The 7.8 is a Ford built-in-Brazil engine.

http://www.expertdiesel.com/fordbrazilian.htm

http://www.usdieselparts.com/category.cfm?Category=1196&CFID=392510&CFTOKEN=687


----------



## Jay brown

thanks, in other words it's a throw away, since it has no sleves....


----------



## Ggg6

Jay I am curious what is the reasoning for thinking the 7.8L is a Cummins engine?


----------



## tjctransport

Jay brown;710313 said:


> thanks, in other words it's a throw away, since it has no sleves....


nope. when it gets tired, you rering it jusy like a gas engine. my ex partner has one with over 1 million miles on it. it has been rerung once about 3 years ago. that is a very good engine for a mid size truck
the only thing that is getting hard to find is the oil pump housing and parts.
we have 8 of them in F 800 service trucks at the new shop now. 
i think they are a way better engine than the P.O.S. 5.9 cummins ford replaced it with.


----------



## Jay brown

Ggg6;710565 said:


> Jay I am curious what is the reasoning for thinking the 7.8L is a Cummins engine?
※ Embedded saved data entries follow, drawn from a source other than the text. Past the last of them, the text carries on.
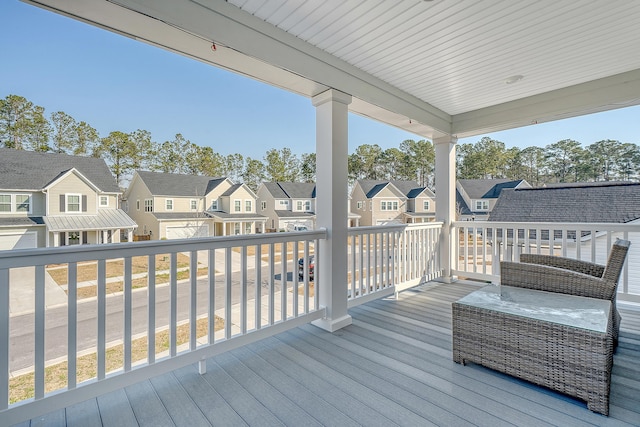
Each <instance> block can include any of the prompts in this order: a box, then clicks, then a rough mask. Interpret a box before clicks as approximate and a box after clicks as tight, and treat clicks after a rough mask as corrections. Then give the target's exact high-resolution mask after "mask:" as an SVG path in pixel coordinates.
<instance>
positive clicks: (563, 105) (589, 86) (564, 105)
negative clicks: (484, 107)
mask: <svg viewBox="0 0 640 427" xmlns="http://www.w3.org/2000/svg"><path fill="white" fill-rule="evenodd" d="M638 104H640V70H633V71H629V72H626V73H622V74H617V75H615V76H611V77H606V78H602V79H598V80H593V81H590V82H587V83H581V84H578V85H574V86H570V87H566V88H563V89H558V90H554V91H550V92H546V93H542V94H540V95H535V96H530V97H528V98H523V99H519V100H517V101H511V102H506V103H503V104H500V105H494V106H491V107H487V108H482V109H479V110H475V111H470V112H468V113H463V114H457V115H454V116H453V118H452V121H453V128H452V131H453V134H454V135H456V136H457V137H458V138H464V137H468V136H476V135H480V134H485V133H490V132H496V131H501V130H506V129H513V128H517V127H522V126H528V125H534V124H538V123H544V122H550V121H554V120H560V119H566V118H569V117H576V116H580V115H584V114H592V113H597V112H601V111H608V110H613V109H616V108H623V107H629V106H632V105H638Z"/></svg>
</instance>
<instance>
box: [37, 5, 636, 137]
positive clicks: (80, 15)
mask: <svg viewBox="0 0 640 427" xmlns="http://www.w3.org/2000/svg"><path fill="white" fill-rule="evenodd" d="M27 1H29V2H31V3H35V4H39V5H41V6H44V7H47V8H50V9H53V10H55V11H58V12H60V13H63V14H67V15H70V16H72V17H75V18H78V19H81V20H84V21H87V22H90V23H92V24H95V25H99V26H102V27H105V28H107V29H110V30H112V31H116V32H119V33H122V34H125V35H128V36H130V37H135V38H137V39H140V40H142V41H145V42H148V43H152V44H155V45H158V46H161V47H164V48H167V49H170V50H173V51H176V52H179V53H181V54H184V55H188V56H191V57H193V58H196V59H198V60H201V61H204V62H207V63H211V64H213V65H216V66H221V67H224V68H228V69H231V70H233V71H236V72H239V73H242V74H245V75H247V76H250V77H252V78H256V79H259V80H261V81H264V82H267V83H269V84H273V85H276V86H279V87H282V88H285V89H287V90H291V91H293V92H296V93H299V94H302V95H305V96H314V95H316V94H318V93H320V92H322V91H324V90H326V89H327V88H329V87H332V88H334V89H337V90H340V91H343V92H345V93H349V94H351V95H352V96H353V97H354V102H353V103H352V105H351V106H350V109H351V110H352V111H354V112H356V113H359V114H362V115H365V116H369V117H372V118H374V119H376V120H380V121H383V122H386V123H389V124H391V125H394V126H398V127H401V128H403V129H405V130H408V131H410V132H414V133H417V134H419V135H423V136H425V137H428V138H433V137H436V136H439V135H443V134H452V135H457V136H459V137H465V136H472V135H478V134H481V133H486V132H490V131H496V130H502V129H507V128H512V127H518V126H524V125H528V124H531V123H536V122H537V123H540V122H544V121H550V120H557V119H561V118H566V117H571V116H576V115H581V114H586V113H592V112H597V111H604V110H609V109H613V108H620V107H625V106H630V105H638V104H640V1H637V0H609V1H602V0H595V1H587V0H580V1H558V0H537V1H514V0H457V1H456V0H433V1H421V0H325V1H320V0H229V1H228V2H225V1H223V0H113V1H106V0H76V1H69V0H27ZM213 42H214V43H216V47H217V49H216V51H215V52H213V51H212V49H211V43H213ZM512 76H523V78H522V80H520V81H517V82H515V83H512V84H507V83H505V82H506V80H507V79H508V78H509V77H512Z"/></svg>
 #32 01-04-2009, 10:07 PM 
bossplowguy 
Senior Member Join Date: Jan 2008
Location: Hazel Green, Wisconsin
Posts: 144

Quote:
Originally Posted by Jay brown 
we have a ford Diesel in an f800 and i think it's a damm good motor...assuming that Ford made that motor, too bad they cant make something on that I6 platform and just scale it down to fit into a pickup.... 
REPLY:
Thats because your motor is a cummins. Ford branded it as a ford diesel but they were a Brazilian made cummins. 
__________________

because of this thread when i asked in an earlier thread....


----------



## tjctransport

that person don't know his butt from a hole in the ground. there is absolutly nothing the same between the ford 6.6 and 7.8 engines and a cummins engine, except that they are all inline 6 cylinders.

he probably thinks ford still owns cummins also.


----------



## Ggg6

Ah I see. AFAIK Cummins had nothing to do with the 7.8L. It is true it was made in Brazil. They had some issues with cracking exh. manifolds, and were low h/p engines. But all in all not a bad engine, They were used a lot in the euro cab model trucks. I agree it's not a throw away block either, just hone it and re-ring.


----------



## beaver2

They are pretty good engines. Many fleets run them and have no problems. They are known for thier reliability, but hard to get parts for.


----------



## Ggg6

beaver2;711263 said:


> but hard to get parts for.


X2
They were hard to get parts for back when they were in production.


----------